We sincerely apologize for the delayed notifications you or your teams experienced. We understand how vital our platform is for our customers. We apologize for the impact this incident had on you and your teams. As always, we stand by our commitment to providing the most reliable and resilient platform in the industry. If you have any questions, please reach out to support@pagerduty.com.

Posted May 05, 2022 - 16:43 UTC

Resolved
Following the remediation of the notification delivery issue, we have now also confirmed full recovery of incident timeline functionality for all customers. All our systems are now back to normal state.
Posted Apr 25, 2022 - 04:16 UTC
Update
While notification delivery issue has been fixed, we are continuing to monitor the impact of the fix on the incident timeline functionality. We will share further updates as they become available.

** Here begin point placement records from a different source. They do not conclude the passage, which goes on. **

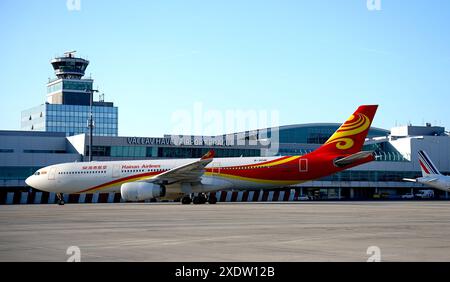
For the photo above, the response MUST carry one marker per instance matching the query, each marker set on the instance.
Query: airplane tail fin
(426, 164)
(350, 136)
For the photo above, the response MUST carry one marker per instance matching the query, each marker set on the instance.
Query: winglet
(209, 155)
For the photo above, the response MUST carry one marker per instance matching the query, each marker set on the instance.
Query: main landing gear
(199, 199)
(60, 200)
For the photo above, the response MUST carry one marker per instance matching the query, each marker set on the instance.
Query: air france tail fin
(427, 166)
(350, 136)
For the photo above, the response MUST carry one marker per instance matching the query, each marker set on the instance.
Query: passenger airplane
(180, 178)
(430, 174)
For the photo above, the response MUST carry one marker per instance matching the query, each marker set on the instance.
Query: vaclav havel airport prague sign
(177, 140)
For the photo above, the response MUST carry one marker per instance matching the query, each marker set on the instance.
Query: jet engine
(139, 191)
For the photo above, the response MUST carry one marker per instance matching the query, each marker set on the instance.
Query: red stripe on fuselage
(424, 167)
(153, 173)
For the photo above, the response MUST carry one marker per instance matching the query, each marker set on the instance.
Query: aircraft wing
(190, 172)
(353, 158)
(430, 179)
(409, 179)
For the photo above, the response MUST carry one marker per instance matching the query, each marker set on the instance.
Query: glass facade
(72, 119)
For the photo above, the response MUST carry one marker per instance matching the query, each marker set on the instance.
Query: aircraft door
(116, 171)
(52, 173)
(215, 168)
(303, 165)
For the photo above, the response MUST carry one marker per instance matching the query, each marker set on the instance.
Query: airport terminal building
(23, 152)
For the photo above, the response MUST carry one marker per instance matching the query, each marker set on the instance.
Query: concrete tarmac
(284, 231)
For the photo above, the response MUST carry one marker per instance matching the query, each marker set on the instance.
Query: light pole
(91, 121)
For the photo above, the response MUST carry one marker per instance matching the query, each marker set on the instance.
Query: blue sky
(312, 61)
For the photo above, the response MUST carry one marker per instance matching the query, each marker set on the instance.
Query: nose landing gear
(201, 198)
(60, 200)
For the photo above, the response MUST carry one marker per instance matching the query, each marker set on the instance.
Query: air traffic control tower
(68, 103)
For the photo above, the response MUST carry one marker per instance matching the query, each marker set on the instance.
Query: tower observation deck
(68, 102)
(69, 66)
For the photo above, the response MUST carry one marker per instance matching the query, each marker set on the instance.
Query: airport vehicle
(408, 196)
(425, 194)
(303, 198)
(180, 178)
(430, 174)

Posted Apr 25, 2022 - 04:05 UTC
Update
We have confirmed full recovery of our notification delivery functionality. Incident timeline functionality has returned to normal for most customers. We are continuing to monitor the outcome of the deployed fix.
Posted Apr 25, 2022 - 03:38 UTC
Monitoring
We have deployed a fix for the issue and are monitoring the state of our systems. An additional impact of the incident was incident timelines for new incidents being temporarily unavailable - this functionality is also in process of recovery.
Posted Apr 25, 2022 - 03:26 UTC
Investigating
PagerDuty is currently experiencing an issue with notification deliverability. This is impacting customers in our US service region. We are currently investigating the cause and scope of the issue.
Posted Apr 25, 2022 - 03:09 UTC
This incident affected: Web Application (Web Application (US)) and Notification Delivery (Notification Delivery (US)).